Within the meeting-house he kept order by beating out dogs, correcting unruly and noisy boys, and waking those who slept. He sometimes walked up and down the church aisles, carrying a stick which had a knob on one end, and a dangling foxtail on the other, tapping the boys on the head with the knob end of the stick, and tickling the face of sleeping church attendants with the foxtail. Some churches had tithing-men until this century.
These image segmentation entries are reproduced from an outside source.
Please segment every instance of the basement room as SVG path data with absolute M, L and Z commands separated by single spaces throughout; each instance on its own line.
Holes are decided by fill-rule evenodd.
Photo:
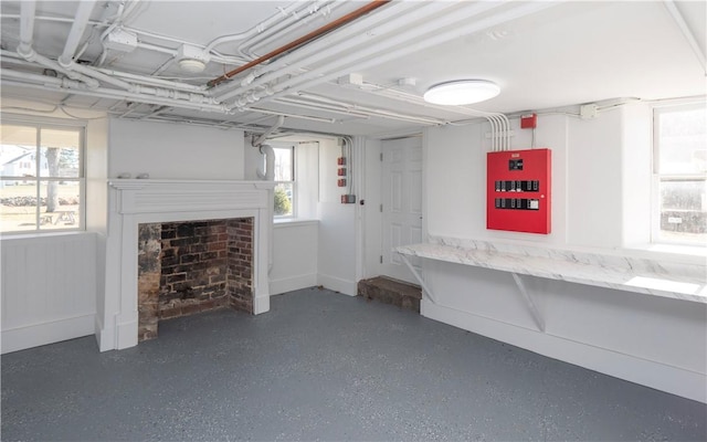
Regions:
M 707 440 L 707 3 L 3 0 L 3 441 Z

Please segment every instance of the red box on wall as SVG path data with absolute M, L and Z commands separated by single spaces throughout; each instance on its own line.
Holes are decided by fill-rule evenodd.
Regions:
M 550 233 L 550 149 L 486 155 L 486 229 Z

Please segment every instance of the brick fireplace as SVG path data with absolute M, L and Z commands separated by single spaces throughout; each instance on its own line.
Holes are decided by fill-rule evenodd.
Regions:
M 160 319 L 253 313 L 253 218 L 139 224 L 138 242 L 138 340 Z
M 254 315 L 270 311 L 274 186 L 108 181 L 107 231 L 99 240 L 106 251 L 105 274 L 98 275 L 104 292 L 96 303 L 101 351 L 154 337 L 160 316 L 221 306 Z

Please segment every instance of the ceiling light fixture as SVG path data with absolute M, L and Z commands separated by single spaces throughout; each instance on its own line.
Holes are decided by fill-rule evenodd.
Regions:
M 424 101 L 432 104 L 458 106 L 493 98 L 500 87 L 487 80 L 458 80 L 435 84 L 424 93 Z

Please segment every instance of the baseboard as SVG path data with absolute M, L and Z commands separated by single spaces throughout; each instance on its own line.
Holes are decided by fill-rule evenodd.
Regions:
M 283 293 L 293 292 L 300 288 L 317 285 L 317 274 L 297 275 L 292 277 L 283 277 L 270 281 L 270 294 L 282 295 Z
M 683 398 L 707 402 L 707 376 L 658 361 L 502 323 L 422 299 L 420 314 L 549 358 Z
M 81 338 L 95 333 L 94 313 L 2 330 L 2 354 Z
M 317 285 L 321 285 L 334 292 L 339 292 L 345 295 L 356 296 L 356 282 L 341 280 L 340 277 L 325 275 L 323 273 L 317 274 Z

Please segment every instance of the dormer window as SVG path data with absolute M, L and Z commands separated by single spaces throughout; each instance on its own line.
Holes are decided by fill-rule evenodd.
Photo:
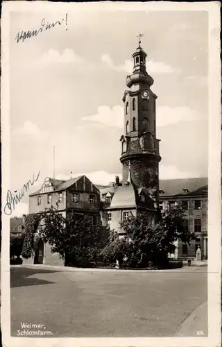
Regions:
M 194 201 L 194 210 L 201 210 L 201 201 L 195 200 Z
M 129 132 L 129 122 L 127 121 L 126 122 L 126 133 L 128 134 Z
M 47 196 L 47 203 L 48 205 L 51 203 L 51 194 L 48 194 Z
M 135 111 L 136 109 L 136 99 L 133 98 L 133 111 Z
M 187 188 L 184 188 L 183 189 L 183 192 L 184 192 L 184 194 L 189 193 L 189 190 L 187 189 Z
M 142 122 L 142 131 L 149 131 L 150 130 L 150 122 L 147 118 L 143 119 Z
M 127 101 L 126 104 L 126 115 L 128 115 L 129 112 L 129 102 Z
M 62 203 L 62 193 L 59 193 L 58 194 L 58 203 Z
M 139 195 L 139 200 L 144 203 L 145 201 L 145 196 L 144 195 Z
M 72 196 L 72 201 L 74 203 L 78 203 L 78 194 L 76 193 L 74 193 Z
M 133 119 L 133 131 L 135 131 L 136 129 L 136 118 L 134 117 Z
M 148 111 L 148 101 L 146 99 L 143 99 L 142 104 L 142 109 L 143 111 Z
M 90 194 L 89 196 L 89 203 L 91 204 L 94 204 L 95 203 L 95 196 L 94 195 L 92 195 L 92 194 Z

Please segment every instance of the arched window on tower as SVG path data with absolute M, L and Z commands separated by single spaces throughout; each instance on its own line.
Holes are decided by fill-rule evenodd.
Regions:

A Puritanical regard of the Sabbath still lingers in our New England towns. There are many Christian old gentlemen still living of whom such an anecdote as this of old Deacon Davis of Westborough might be told. A grandson walked to church with him one Sabbath morning and a gray squirrel ran across the road. The child, delighted, pointed out the beautiful little creature to his grandfather. A sharp twist of the ear was the old Puritan's rejoinder, and the caustic words that "squirrels were not to be spoken of on the Lord's Day."
With all the religious restriction, and all the religious instruction, with the everyday repression of youth and the special Sabbath-day rigidity of laws, it is somewhat a surprise to the reader of the original sources of history to find that girls sometimes laughed, and boys behaved very badly in meeting. The latter condition would be more surprising to us did we not see so plainly that the method of "seating the meeting" in colonial days was not calculated to produce or maintain order. Boys were not separated from each other into various pews in the company of their parents as to-day; they were all huddled together in any undignified or uncomfortable seats. In Salem, in 1676, it was ordered that all the boys of the town "sitt upon ye three paire of stairs in ye meeting-house"; and two citizens were deputed to assist the tithing-man in controlling them and watching them, and if any proved unruly "to psent their names as the law directs." Sometimes they were seated on the pulpit stairs, under the eyes of the entire audience; more frequently in a "boys pue" in a high gallery remote from all other Christians, the "wretched boys" were set off as though they were religious lepers.
In Dorchester the boys could not keep still in meeting; the selectmen had to appoint some "meet person to inspect the boys in the meeting house in time of divine service." These guardians had to tarry at noon and "prevent disorder" then. By 1776 the boys were so turbulent, the spirit of independence was so rife and riotous, that six men had to be appointed to keep order, and they had authority to "give proper discipline" if necessary.
Margaret Graves Cary, Fourteen Years Old, 1786
It is not necessary to multiply examples of the badness of the boys, nor of the unsophisticated artlessness of their parents. Scores of old town and church records give ample proof of the traits of both fathers and sons. These accounts are often as amusing as they are surprising in their hopelessness. The natural remedy of the isolation of the inventors of mischief, and separation of conspirators and quarrellers, did not enter the brains of our simple old forefathers for over a century. Indeed, these "Devil's play-houses," as Dr. Porter called them, were not entirely abolished until fifty years ago. The town of Windsor, Connecticut, suffered and suffered from "boys pews" until the year 1845.